Я, видите ли, не только лекарь Антонио Скаччати, тот, что вам кровь пустил, но еще и человек, всей душою преданный искусству, и мечтаю о том, чтобы отдаться ему целиком, отбросив прочь ненавистное ремесло.
— О-го-го! — воскликнул Сальватор. — О-го-го, Антонио, подумайте, что вы собираетесь делать! Вы умелый лекарь, а художник из вас скорее всего плохой выйдет, и таким вы останетесь, — ведь — да простятся мне эти слова! — как ни молоды вы еще, но для того, чтобы взять в руки уголь, уже стары. Чтобы хоть в малой мере познать истинное, нам едва хватает нашего века, а тут еще надо обрести сноровку для изображения познанного!
— Ах, — ответил Антонио с мягкой улыбкой на устах, — ах, досточтимый мастер, неужели я увлекся бы безумной мыслью в нынешнем возрасте обратиться к нелегкому искусству живописи, если бы, влекомый к нему уже с малых лет, я не следовал, как только мог, этой страсти вопреки упрямству отца, отгонявшего меня ото всего, что имеет отношение к искусству, и если бы по воле небес я не оказался поблизости от знаменитых мастеров. Да будет вам известно, что великий Аннибале [11] пригрел заброшенного мальчика и что я, собственно говоря, с полным правом могу назвать себя учеником Гвидо Рени [12] .
11
Аннибале, Караччи (1560–1609) — живописец болонской школы, работал также в Риме. Здесь Гофман, как и в некоторых других случаях, допускает анахронизм: действие новеллы происходит в 1647 г., следовательно, юноша Антонио никак не может быть учеником Караччи.
12
Гвидо Рени (1575–1642) — крупнейший представитель болонской школы.

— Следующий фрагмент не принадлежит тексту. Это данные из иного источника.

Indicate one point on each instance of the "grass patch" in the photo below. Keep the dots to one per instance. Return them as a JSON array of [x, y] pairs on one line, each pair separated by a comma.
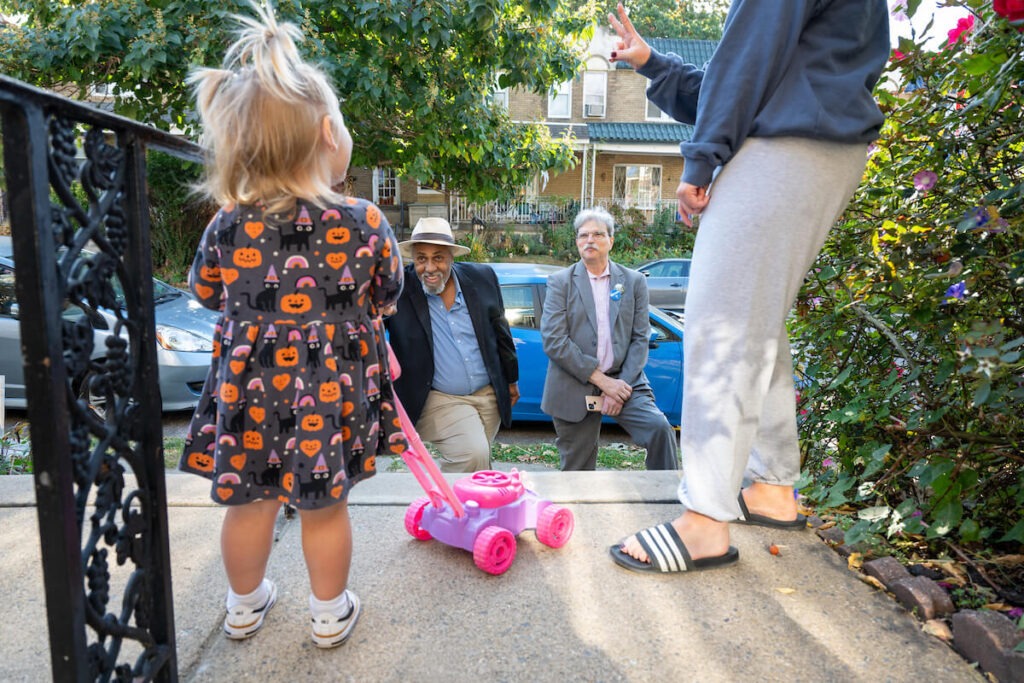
[[612, 457], [173, 445]]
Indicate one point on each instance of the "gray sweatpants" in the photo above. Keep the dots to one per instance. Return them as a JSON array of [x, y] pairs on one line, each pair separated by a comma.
[[770, 210]]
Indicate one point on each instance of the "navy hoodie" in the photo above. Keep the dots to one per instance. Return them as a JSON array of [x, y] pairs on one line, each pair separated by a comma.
[[783, 68]]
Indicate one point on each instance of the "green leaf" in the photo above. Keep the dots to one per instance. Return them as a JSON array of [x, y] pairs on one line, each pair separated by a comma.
[[1015, 534], [946, 518], [970, 530], [981, 393], [978, 63]]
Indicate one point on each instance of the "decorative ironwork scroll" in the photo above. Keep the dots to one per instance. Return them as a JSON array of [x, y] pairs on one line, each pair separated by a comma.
[[76, 183]]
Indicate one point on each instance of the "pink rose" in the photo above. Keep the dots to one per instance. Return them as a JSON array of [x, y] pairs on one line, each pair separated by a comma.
[[1011, 9]]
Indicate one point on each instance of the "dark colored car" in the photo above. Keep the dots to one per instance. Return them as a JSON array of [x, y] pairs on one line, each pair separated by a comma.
[[184, 339], [523, 287], [668, 280]]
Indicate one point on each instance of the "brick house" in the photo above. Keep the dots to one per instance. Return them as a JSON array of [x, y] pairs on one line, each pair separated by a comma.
[[627, 150]]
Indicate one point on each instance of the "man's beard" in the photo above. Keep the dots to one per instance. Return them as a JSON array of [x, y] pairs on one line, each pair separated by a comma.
[[436, 291]]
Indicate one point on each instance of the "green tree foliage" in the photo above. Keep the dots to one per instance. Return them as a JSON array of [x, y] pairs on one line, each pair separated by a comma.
[[696, 19], [415, 75], [910, 330]]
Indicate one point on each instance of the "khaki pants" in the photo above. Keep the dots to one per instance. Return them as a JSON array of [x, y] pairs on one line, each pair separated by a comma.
[[461, 428]]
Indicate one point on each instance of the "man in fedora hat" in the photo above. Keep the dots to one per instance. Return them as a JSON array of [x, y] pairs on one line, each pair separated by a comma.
[[459, 368]]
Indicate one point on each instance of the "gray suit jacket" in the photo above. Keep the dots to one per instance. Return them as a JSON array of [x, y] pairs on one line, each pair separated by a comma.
[[568, 328]]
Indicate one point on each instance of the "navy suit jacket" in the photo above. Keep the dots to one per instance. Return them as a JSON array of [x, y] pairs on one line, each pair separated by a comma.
[[412, 337]]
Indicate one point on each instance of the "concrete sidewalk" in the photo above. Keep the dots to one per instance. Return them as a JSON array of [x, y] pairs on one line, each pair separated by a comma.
[[567, 614]]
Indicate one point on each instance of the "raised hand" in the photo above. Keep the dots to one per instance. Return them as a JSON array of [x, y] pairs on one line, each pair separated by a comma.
[[631, 48]]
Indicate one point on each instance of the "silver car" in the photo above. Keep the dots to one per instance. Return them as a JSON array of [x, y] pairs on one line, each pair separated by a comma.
[[668, 280], [184, 339]]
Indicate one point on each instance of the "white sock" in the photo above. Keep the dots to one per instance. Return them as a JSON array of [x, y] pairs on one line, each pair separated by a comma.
[[339, 606], [252, 600]]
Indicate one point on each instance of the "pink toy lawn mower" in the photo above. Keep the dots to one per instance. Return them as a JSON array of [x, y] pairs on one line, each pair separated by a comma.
[[482, 513]]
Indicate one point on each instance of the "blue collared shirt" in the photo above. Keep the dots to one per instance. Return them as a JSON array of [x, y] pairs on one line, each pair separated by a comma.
[[459, 365]]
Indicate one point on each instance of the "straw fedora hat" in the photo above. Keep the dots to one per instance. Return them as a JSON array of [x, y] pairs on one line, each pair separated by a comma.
[[432, 231]]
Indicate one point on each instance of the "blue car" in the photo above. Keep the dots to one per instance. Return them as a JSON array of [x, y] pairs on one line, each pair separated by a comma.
[[523, 287]]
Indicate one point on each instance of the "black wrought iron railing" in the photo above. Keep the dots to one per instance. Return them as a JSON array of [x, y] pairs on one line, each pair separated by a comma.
[[77, 197]]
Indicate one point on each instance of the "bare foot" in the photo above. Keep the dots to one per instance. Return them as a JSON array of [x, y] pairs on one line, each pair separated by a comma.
[[702, 537], [770, 501]]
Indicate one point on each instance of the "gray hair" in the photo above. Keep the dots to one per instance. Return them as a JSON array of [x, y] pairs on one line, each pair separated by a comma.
[[596, 214]]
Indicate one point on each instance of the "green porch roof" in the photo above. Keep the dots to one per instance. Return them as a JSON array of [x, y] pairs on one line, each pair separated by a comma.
[[639, 132]]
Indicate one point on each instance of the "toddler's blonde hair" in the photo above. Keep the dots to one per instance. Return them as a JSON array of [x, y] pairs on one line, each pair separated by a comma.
[[261, 117]]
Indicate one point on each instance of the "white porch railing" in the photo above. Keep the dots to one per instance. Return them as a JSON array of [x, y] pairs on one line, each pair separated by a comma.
[[541, 210], [527, 210]]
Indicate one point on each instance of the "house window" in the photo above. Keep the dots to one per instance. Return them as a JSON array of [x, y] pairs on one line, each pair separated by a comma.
[[385, 186], [638, 186], [560, 101], [595, 85], [654, 114]]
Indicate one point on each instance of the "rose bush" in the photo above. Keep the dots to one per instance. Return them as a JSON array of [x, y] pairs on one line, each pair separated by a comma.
[[909, 331]]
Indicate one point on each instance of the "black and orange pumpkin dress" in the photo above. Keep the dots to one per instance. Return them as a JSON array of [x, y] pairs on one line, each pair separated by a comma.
[[298, 401]]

— В таком случае, — сказал Сальватор резковатым тоном, порою ему свойственным, — в таком случае, бравый Антонио, у вас были превеликие учителя, и вовсе не исключено, что и вы не в ущерб вашему лекарскому искусству тоже станете великим учеником. Одного только никак в толк не возьму: как это вы, верный сторонник кроткого, нежного Гвидо, которого вы в своих картинах наверняка еще более «перенежничаете», как это часто случается с восторженными учениками, находите какую-то радость в моих работах и цените мое мастерство.
Лицо юноши запылало от этих слов Сальватора, которые в самом деле звучали почти что издевательски.
— Позвольте, — сказал он, — позвольте же отбросить робость, замыкающую мои уста, позвольте высказать начистоту то, что таится в душе моей!
Знайте же, Сальватор, что никогда ни одного художника я так не чтил, не хранил так благоговейно в глубинах своего сердца, как именно вас. В ваших произведениях меня поражает величие мыслей, зачастую сверхчеловеческое. Вы проникаете в сокровеннейшие тайны природы, свободно читаете удивительные иероглифы ее скал, ее деревьев, ее водопадов, внемлете ее священному голосу, понимаете ее язык и обладаете способностью записывать то, что она вам говорит. Да, именно записью я называю ваше смелое, дерзкое искусство.